Entrad pues de lleno a la Comunión de los Santos y os pido nuevamente que vuestra oración sea continua.

Aprended pues, Mis pequeños, a vivir llenos de Mi Amor, que os protegerá eficazmente contra los ataques que continuamente tenéis de Satanás.

Orad, orad Mis pequeños sacerdotes, por el Bautismo, por estas almas distraídas, por las almas perversas, por las almas satanizadas.

 

 

   

 

Primer Misterio, Habla Nuestro Señor Jesucristo

 

 

Sobre: Mis Bendiciones de Dios sobre vosotros, Mis pequeños laicos, convencidos de Mi Amor y defensores de Mi Palabra y de Mis Sacramentos.  

 

Hijitos Míos, Yo en la Iglesia os he dejado un faro de salvación. La Iglesia es la Luz en el mundo. Yo os he dejado la Iglesia para que ella os guiara y os protegiera. Dejé ese poder en Mis ministros y sacerdotes, ellos debieran haberos guiado hacia el crecimiento espiritual, a tener una vida santa, una vida en el Amor que Yo os enseñé, que os dejé, que Me costó mucho, que Me costó hasta la última gota de Mi Sangre.

 

La Iglesia iba a ser ese oasis de Amor para que vosotros, Mis hijos, fieles a la Iglesia, recibierais Mi Paz y Mi Alimento Divino al acudir a ella y, también recibierais enseñanza para vuestro crecimiento espiritual y para ser ejemplo ante vuestros hermanos viviendo santamente, porque Mi Iglesia es santa y todos aquellos que la sigan, deben ser santos.

 

Sabiendo esto Satanás se introdujo a Mi Iglesia y esa santidad, que debiera promulgarse a través, primeramente del ejemplo de Mis ministros y sacerdotes, esa Luz, ese ejemplo, fue opacado por su maldad. Los encargados de mantener la vitalidad de Mi Iglesia se dejaron convencer por la maldad de Satanás y, en lugar de buscar la espiritualidad de su alma, una gran mayoría ha buscado los bienes de la carne, dejando a la deriva Mi Iglesia, Mis Enseñanzas, la Vida que vosotros, los fieles a ella, debierais tener.

 

Por eso, he suscitado a través de Mi Santo Espíritu de Amor, que los Dones, Virtudes que debieran tener Mis ministros y sacerdotes, ahora hayan llegado a los fieles laicos, a los que han buscado Mi Amor y lo mantienen en su corazón.

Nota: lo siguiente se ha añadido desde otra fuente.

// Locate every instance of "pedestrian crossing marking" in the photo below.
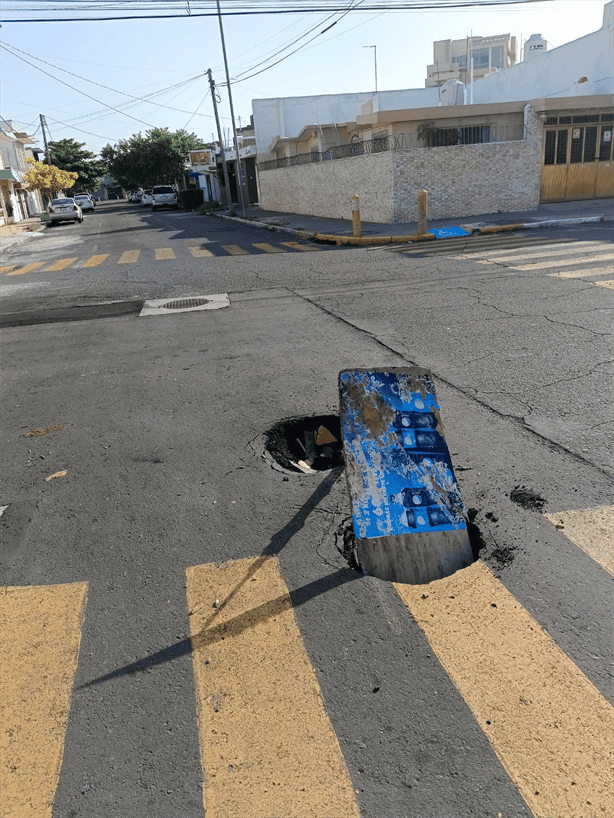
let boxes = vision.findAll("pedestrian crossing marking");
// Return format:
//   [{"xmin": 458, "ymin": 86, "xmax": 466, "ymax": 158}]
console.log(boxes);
[
  {"xmin": 188, "ymin": 247, "xmax": 213, "ymax": 258},
  {"xmin": 222, "ymin": 244, "xmax": 251, "ymax": 256},
  {"xmin": 394, "ymin": 561, "xmax": 614, "ymax": 818},
  {"xmin": 0, "ymin": 582, "xmax": 87, "ymax": 818},
  {"xmin": 514, "ymin": 251, "xmax": 612, "ymax": 270},
  {"xmin": 253, "ymin": 242, "xmax": 288, "ymax": 253},
  {"xmin": 154, "ymin": 247, "xmax": 175, "ymax": 261},
  {"xmin": 186, "ymin": 557, "xmax": 360, "ymax": 818},
  {"xmin": 280, "ymin": 241, "xmax": 322, "ymax": 253},
  {"xmin": 83, "ymin": 253, "xmax": 109, "ymax": 267},
  {"xmin": 45, "ymin": 256, "xmax": 77, "ymax": 273},
  {"xmin": 470, "ymin": 241, "xmax": 612, "ymax": 264},
  {"xmin": 548, "ymin": 265, "xmax": 612, "ymax": 284},
  {"xmin": 544, "ymin": 506, "xmax": 614, "ymax": 576},
  {"xmin": 117, "ymin": 250, "xmax": 141, "ymax": 264},
  {"xmin": 6, "ymin": 261, "xmax": 46, "ymax": 276}
]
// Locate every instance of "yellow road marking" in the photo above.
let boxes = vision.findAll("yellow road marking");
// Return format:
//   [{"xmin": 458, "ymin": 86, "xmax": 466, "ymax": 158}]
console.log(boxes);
[
  {"xmin": 514, "ymin": 250, "xmax": 612, "ymax": 270},
  {"xmin": 186, "ymin": 557, "xmax": 360, "ymax": 818},
  {"xmin": 280, "ymin": 241, "xmax": 322, "ymax": 252},
  {"xmin": 83, "ymin": 253, "xmax": 109, "ymax": 267},
  {"xmin": 117, "ymin": 250, "xmax": 141, "ymax": 264},
  {"xmin": 45, "ymin": 256, "xmax": 77, "ymax": 273},
  {"xmin": 0, "ymin": 582, "xmax": 87, "ymax": 818},
  {"xmin": 222, "ymin": 244, "xmax": 251, "ymax": 256},
  {"xmin": 544, "ymin": 506, "xmax": 614, "ymax": 576},
  {"xmin": 154, "ymin": 247, "xmax": 175, "ymax": 261},
  {"xmin": 188, "ymin": 247, "xmax": 213, "ymax": 258},
  {"xmin": 254, "ymin": 242, "xmax": 286, "ymax": 253},
  {"xmin": 548, "ymin": 267, "xmax": 612, "ymax": 284},
  {"xmin": 395, "ymin": 562, "xmax": 614, "ymax": 818},
  {"xmin": 470, "ymin": 241, "xmax": 614, "ymax": 262},
  {"xmin": 7, "ymin": 261, "xmax": 46, "ymax": 276}
]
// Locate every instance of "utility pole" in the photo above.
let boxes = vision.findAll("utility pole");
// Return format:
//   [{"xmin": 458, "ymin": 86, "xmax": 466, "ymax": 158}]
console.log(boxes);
[
  {"xmin": 363, "ymin": 45, "xmax": 377, "ymax": 94},
  {"xmin": 217, "ymin": 0, "xmax": 246, "ymax": 218},
  {"xmin": 39, "ymin": 114, "xmax": 51, "ymax": 165},
  {"xmin": 207, "ymin": 68, "xmax": 232, "ymax": 207}
]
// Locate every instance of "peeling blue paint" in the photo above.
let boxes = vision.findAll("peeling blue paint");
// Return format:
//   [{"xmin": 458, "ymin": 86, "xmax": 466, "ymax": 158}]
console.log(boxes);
[{"xmin": 339, "ymin": 368, "xmax": 466, "ymax": 539}]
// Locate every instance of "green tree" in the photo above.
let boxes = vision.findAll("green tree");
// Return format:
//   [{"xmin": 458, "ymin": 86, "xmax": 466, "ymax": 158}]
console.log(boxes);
[
  {"xmin": 100, "ymin": 128, "xmax": 205, "ymax": 190},
  {"xmin": 49, "ymin": 139, "xmax": 107, "ymax": 193}
]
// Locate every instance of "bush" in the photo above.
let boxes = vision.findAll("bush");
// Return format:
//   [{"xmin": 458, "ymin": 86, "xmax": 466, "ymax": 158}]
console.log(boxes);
[{"xmin": 177, "ymin": 187, "xmax": 204, "ymax": 210}]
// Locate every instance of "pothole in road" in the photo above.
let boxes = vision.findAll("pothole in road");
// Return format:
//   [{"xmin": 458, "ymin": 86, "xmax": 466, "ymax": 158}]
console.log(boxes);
[{"xmin": 264, "ymin": 415, "xmax": 343, "ymax": 474}]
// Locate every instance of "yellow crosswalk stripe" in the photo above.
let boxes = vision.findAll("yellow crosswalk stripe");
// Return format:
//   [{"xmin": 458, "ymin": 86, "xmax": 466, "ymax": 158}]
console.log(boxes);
[
  {"xmin": 222, "ymin": 244, "xmax": 251, "ymax": 256},
  {"xmin": 188, "ymin": 247, "xmax": 213, "ymax": 258},
  {"xmin": 280, "ymin": 241, "xmax": 322, "ymax": 252},
  {"xmin": 548, "ymin": 265, "xmax": 612, "ymax": 284},
  {"xmin": 154, "ymin": 247, "xmax": 175, "ymax": 261},
  {"xmin": 0, "ymin": 582, "xmax": 87, "ymax": 818},
  {"xmin": 470, "ymin": 241, "xmax": 613, "ymax": 263},
  {"xmin": 395, "ymin": 562, "xmax": 614, "ymax": 818},
  {"xmin": 254, "ymin": 242, "xmax": 286, "ymax": 253},
  {"xmin": 544, "ymin": 506, "xmax": 614, "ymax": 576},
  {"xmin": 45, "ymin": 256, "xmax": 77, "ymax": 273},
  {"xmin": 83, "ymin": 253, "xmax": 109, "ymax": 267},
  {"xmin": 117, "ymin": 250, "xmax": 141, "ymax": 264},
  {"xmin": 186, "ymin": 557, "xmax": 360, "ymax": 818},
  {"xmin": 6, "ymin": 261, "xmax": 46, "ymax": 276},
  {"xmin": 514, "ymin": 251, "xmax": 612, "ymax": 270}
]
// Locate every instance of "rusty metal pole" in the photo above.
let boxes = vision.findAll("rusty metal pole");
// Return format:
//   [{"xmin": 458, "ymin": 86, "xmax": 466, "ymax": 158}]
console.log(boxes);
[
  {"xmin": 418, "ymin": 190, "xmax": 429, "ymax": 235},
  {"xmin": 350, "ymin": 193, "xmax": 362, "ymax": 238}
]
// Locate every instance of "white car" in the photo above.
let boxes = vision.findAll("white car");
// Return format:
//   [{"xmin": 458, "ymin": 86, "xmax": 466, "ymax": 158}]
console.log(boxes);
[
  {"xmin": 75, "ymin": 193, "xmax": 96, "ymax": 213},
  {"xmin": 47, "ymin": 199, "xmax": 83, "ymax": 225},
  {"xmin": 151, "ymin": 185, "xmax": 177, "ymax": 212}
]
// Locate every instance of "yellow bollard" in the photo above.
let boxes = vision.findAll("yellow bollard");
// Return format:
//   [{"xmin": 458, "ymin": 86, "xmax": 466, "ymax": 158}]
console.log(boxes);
[
  {"xmin": 350, "ymin": 193, "xmax": 362, "ymax": 238},
  {"xmin": 418, "ymin": 190, "xmax": 429, "ymax": 236}
]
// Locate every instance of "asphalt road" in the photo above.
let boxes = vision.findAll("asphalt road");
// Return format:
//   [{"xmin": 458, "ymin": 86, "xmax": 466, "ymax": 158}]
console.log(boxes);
[{"xmin": 0, "ymin": 203, "xmax": 614, "ymax": 818}]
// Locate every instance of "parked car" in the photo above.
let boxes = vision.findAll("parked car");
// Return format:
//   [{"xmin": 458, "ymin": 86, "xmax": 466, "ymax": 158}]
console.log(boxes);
[
  {"xmin": 75, "ymin": 193, "xmax": 96, "ymax": 213},
  {"xmin": 47, "ymin": 199, "xmax": 83, "ymax": 224},
  {"xmin": 151, "ymin": 185, "xmax": 177, "ymax": 211}
]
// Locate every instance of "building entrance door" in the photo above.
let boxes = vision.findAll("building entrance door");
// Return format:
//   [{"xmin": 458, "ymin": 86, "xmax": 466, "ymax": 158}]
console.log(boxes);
[{"xmin": 541, "ymin": 115, "xmax": 614, "ymax": 202}]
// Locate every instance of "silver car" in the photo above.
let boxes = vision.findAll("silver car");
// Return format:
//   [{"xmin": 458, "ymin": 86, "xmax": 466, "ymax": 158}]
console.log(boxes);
[
  {"xmin": 75, "ymin": 193, "xmax": 95, "ymax": 213},
  {"xmin": 48, "ymin": 199, "xmax": 83, "ymax": 224}
]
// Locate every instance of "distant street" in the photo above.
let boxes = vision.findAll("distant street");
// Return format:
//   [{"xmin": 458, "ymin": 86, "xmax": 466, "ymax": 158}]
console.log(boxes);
[{"xmin": 0, "ymin": 201, "xmax": 614, "ymax": 818}]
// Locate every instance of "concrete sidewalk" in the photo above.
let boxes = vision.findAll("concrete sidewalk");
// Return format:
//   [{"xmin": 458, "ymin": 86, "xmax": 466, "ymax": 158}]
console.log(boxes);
[{"xmin": 211, "ymin": 199, "xmax": 614, "ymax": 245}]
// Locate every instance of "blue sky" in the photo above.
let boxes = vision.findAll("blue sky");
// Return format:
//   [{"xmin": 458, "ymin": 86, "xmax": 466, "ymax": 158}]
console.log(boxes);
[{"xmin": 0, "ymin": 0, "xmax": 605, "ymax": 152}]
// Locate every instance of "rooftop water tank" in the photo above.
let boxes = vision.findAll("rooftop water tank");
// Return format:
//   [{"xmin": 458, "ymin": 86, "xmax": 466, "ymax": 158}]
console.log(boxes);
[{"xmin": 524, "ymin": 34, "xmax": 548, "ymax": 62}]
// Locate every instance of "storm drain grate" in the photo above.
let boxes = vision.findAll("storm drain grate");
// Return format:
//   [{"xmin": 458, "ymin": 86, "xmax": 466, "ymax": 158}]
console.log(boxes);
[{"xmin": 158, "ymin": 298, "xmax": 210, "ymax": 310}]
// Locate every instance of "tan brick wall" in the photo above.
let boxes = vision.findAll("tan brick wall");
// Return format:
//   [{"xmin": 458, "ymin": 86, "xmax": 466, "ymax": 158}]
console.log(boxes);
[
  {"xmin": 259, "ymin": 112, "xmax": 542, "ymax": 224},
  {"xmin": 258, "ymin": 151, "xmax": 394, "ymax": 224}
]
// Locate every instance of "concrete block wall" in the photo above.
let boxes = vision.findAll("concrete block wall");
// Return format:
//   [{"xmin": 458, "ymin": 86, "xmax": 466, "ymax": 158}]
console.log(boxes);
[{"xmin": 258, "ymin": 151, "xmax": 394, "ymax": 224}]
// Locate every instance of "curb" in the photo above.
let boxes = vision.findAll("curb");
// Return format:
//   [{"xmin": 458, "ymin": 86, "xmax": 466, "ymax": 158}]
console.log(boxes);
[{"xmin": 208, "ymin": 213, "xmax": 614, "ymax": 247}]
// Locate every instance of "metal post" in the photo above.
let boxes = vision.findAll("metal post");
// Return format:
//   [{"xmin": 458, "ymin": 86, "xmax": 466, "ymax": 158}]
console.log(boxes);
[
  {"xmin": 418, "ymin": 190, "xmax": 429, "ymax": 236},
  {"xmin": 207, "ymin": 68, "xmax": 232, "ymax": 207},
  {"xmin": 217, "ymin": 0, "xmax": 246, "ymax": 218},
  {"xmin": 350, "ymin": 193, "xmax": 362, "ymax": 238}
]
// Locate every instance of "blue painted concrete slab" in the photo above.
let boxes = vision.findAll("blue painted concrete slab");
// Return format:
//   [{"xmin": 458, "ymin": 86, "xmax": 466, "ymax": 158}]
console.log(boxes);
[
  {"xmin": 429, "ymin": 227, "xmax": 470, "ymax": 239},
  {"xmin": 339, "ymin": 367, "xmax": 466, "ymax": 539}
]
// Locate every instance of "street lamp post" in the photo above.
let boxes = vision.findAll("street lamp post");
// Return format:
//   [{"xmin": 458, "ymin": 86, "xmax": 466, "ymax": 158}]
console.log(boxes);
[{"xmin": 363, "ymin": 45, "xmax": 377, "ymax": 94}]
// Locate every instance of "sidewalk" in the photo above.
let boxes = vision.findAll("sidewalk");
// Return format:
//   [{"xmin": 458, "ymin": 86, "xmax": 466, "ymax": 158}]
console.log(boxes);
[
  {"xmin": 0, "ymin": 216, "xmax": 45, "ymax": 254},
  {"xmin": 211, "ymin": 199, "xmax": 614, "ymax": 245}
]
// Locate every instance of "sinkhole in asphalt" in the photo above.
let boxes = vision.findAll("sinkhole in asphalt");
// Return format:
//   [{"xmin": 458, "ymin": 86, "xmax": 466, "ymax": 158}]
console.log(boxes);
[{"xmin": 264, "ymin": 415, "xmax": 343, "ymax": 474}]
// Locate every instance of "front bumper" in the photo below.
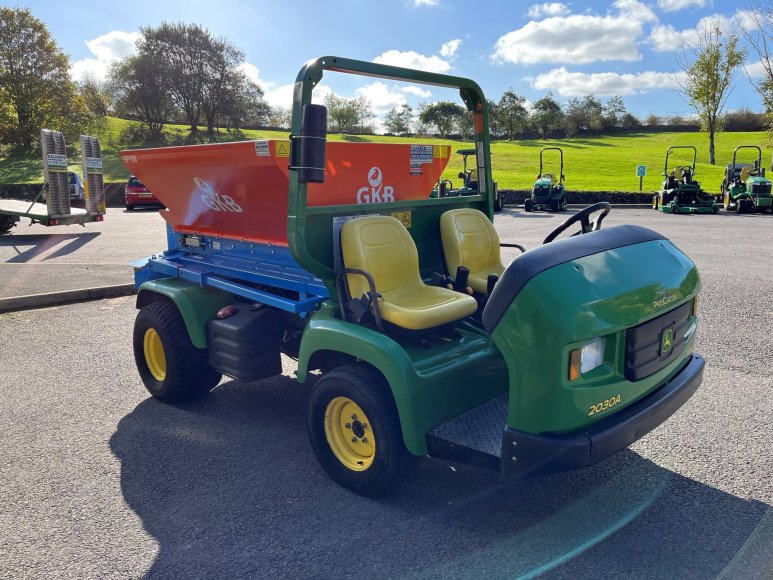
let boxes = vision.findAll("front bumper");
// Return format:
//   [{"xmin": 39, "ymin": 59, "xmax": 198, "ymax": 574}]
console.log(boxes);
[{"xmin": 500, "ymin": 354, "xmax": 705, "ymax": 478}]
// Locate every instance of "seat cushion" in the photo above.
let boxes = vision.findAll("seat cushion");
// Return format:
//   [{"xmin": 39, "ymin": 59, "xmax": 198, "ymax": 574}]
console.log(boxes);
[
  {"xmin": 341, "ymin": 216, "xmax": 478, "ymax": 330},
  {"xmin": 440, "ymin": 208, "xmax": 505, "ymax": 294}
]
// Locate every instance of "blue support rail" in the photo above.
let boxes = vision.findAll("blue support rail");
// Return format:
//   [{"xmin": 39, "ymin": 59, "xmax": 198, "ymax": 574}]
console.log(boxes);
[{"xmin": 132, "ymin": 228, "xmax": 330, "ymax": 317}]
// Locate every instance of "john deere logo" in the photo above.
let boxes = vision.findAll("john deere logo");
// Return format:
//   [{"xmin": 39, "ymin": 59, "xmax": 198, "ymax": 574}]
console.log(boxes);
[{"xmin": 660, "ymin": 328, "xmax": 674, "ymax": 355}]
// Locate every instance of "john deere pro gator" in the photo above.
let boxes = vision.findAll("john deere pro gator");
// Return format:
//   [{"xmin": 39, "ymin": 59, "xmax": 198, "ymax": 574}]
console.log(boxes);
[
  {"xmin": 523, "ymin": 147, "xmax": 566, "ymax": 211},
  {"xmin": 720, "ymin": 145, "xmax": 773, "ymax": 213},
  {"xmin": 430, "ymin": 149, "xmax": 505, "ymax": 212},
  {"xmin": 652, "ymin": 145, "xmax": 719, "ymax": 213},
  {"xmin": 121, "ymin": 56, "xmax": 704, "ymax": 494}
]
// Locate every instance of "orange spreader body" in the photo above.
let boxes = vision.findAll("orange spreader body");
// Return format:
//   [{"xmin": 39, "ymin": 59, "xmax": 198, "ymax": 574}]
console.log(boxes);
[{"xmin": 121, "ymin": 140, "xmax": 450, "ymax": 245}]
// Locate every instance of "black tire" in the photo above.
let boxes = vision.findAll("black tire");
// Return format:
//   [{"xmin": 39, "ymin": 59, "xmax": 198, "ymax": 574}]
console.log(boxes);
[
  {"xmin": 307, "ymin": 364, "xmax": 415, "ymax": 496},
  {"xmin": 133, "ymin": 298, "xmax": 222, "ymax": 403}
]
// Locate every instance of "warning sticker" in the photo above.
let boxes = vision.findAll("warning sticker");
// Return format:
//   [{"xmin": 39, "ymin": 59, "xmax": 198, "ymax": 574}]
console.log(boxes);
[
  {"xmin": 255, "ymin": 141, "xmax": 271, "ymax": 157},
  {"xmin": 411, "ymin": 145, "xmax": 432, "ymax": 165},
  {"xmin": 276, "ymin": 141, "xmax": 290, "ymax": 157},
  {"xmin": 432, "ymin": 145, "xmax": 448, "ymax": 159},
  {"xmin": 48, "ymin": 153, "xmax": 67, "ymax": 170}
]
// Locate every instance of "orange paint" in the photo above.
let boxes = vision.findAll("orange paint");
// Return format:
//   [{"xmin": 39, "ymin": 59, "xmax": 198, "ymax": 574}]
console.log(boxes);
[{"xmin": 121, "ymin": 140, "xmax": 450, "ymax": 245}]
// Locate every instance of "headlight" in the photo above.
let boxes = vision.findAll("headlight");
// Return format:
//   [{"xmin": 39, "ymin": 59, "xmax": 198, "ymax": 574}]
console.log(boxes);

Por eso ahora Me he derramado sobre esta Iglesia viviente, actuante, en los laicos y ya no a la Iglesia que se volvió pasiva, mentirosa y asesina de Mis Bienes, de Mi Palabra, de Mis riquezas y de Mi Amor, como ahora están Mis ministros y sacerdotes, pasivos, pecadores, traidores a lo que tanto Me costó y que tanto amo.

 

Por eso os pido, Mis pequeños, vosotros, los laicos fieles a Mi Palabra, fieles a los Sacramentos, fieles a Mi Amor, que sigáis adelante, manteniendo la vitalidad de la Iglesia, porque vosotros sois también Iglesia, vosotros le dais vitalidad con el ejemplo que dais a Mis mismos sacerdotes, a vuestra familia, a vuestros hijos, a vuestras amistades, a los que os rodean. En vosotros ahora recae esta Bendición, que primeramente la he dado a Mis ministros, pero que la rechazaron, porque se dejaron guiar por lo que Satanás les propuso y los convenció.

 

Os doy las gracias, Mis pequeños, los que os mantenéis fieles y mantenéis la vitalidad de la Iglesia, aún a pesar de los escándalos que causa Satanás a través de Mis ministros.

 

Venid a Mí, Mis pequeños, porque sois el rebaño elegido, sois esa pequeña porción del mundo que se ha mantenido fiel a Mí, vuestro Dios, vuestro Hermano Cristo Jesús, que os vino a enseñar las Verdades del Cielo y que vosotros acogisteis en vuestro corazón, porque aquellos que las debieron haber respetado y defendido, las hicieron a un lado, las despreciaron y se volvieron del mundo.

 

Mis Bendiciones de Dios sobre vosotros, Mis pequeños laicos, convencidos de Mi Amor y defensores de Mi Palabra y de Mis Sacramentos. Benditos seáis, porque vosotros habitaréis los Nuevos Cielos y las Nuevas Tierras, preparados para aquellos fieles al Amor que se os enseñó a través de Mis Palabras, a través de Mi Presencia sobre la Tierra.

Gracias, Mis pequeños.

 

 

 

Segundo Misterio, Habla Dios Padre

 

Sobre: Encontrar un sacerdote, que perdone vuestros pecados, cada vez se va a hacer más difícil.

 

Hijitos Míos, ciertamente que vuestro amor Me llena, Me complace, Me gozo en él, especialmente cuando ponéis todo vuestro empeño para lograr que vuestro amor sea continuo hacia Mí, pero conozco vuestra naturaleza humana, caída en el pecado y, por eso, no os podéis mantener continuamente en el Amor ni buscando el Bien, tanto para vuestros hermanos como para vosotros mismos y este bien, que vosotros lográis, es el bien que os va transformando y os va haciendo bellos ante Mí, vuestro Dios.

 

Ciertamente, algo que me gusta mucho, Mis pequeños, es vuestro arrepentimiento. Recordad las Palabras de Mi Hijo, en la Parábola de aquellas ovejitas que se pierde una, deja las noventa y nueve y va en búsqueda de la que se perdió y, cuando la encuentra, regresa contento el pastor porque recuperó aquella que estaba perdida.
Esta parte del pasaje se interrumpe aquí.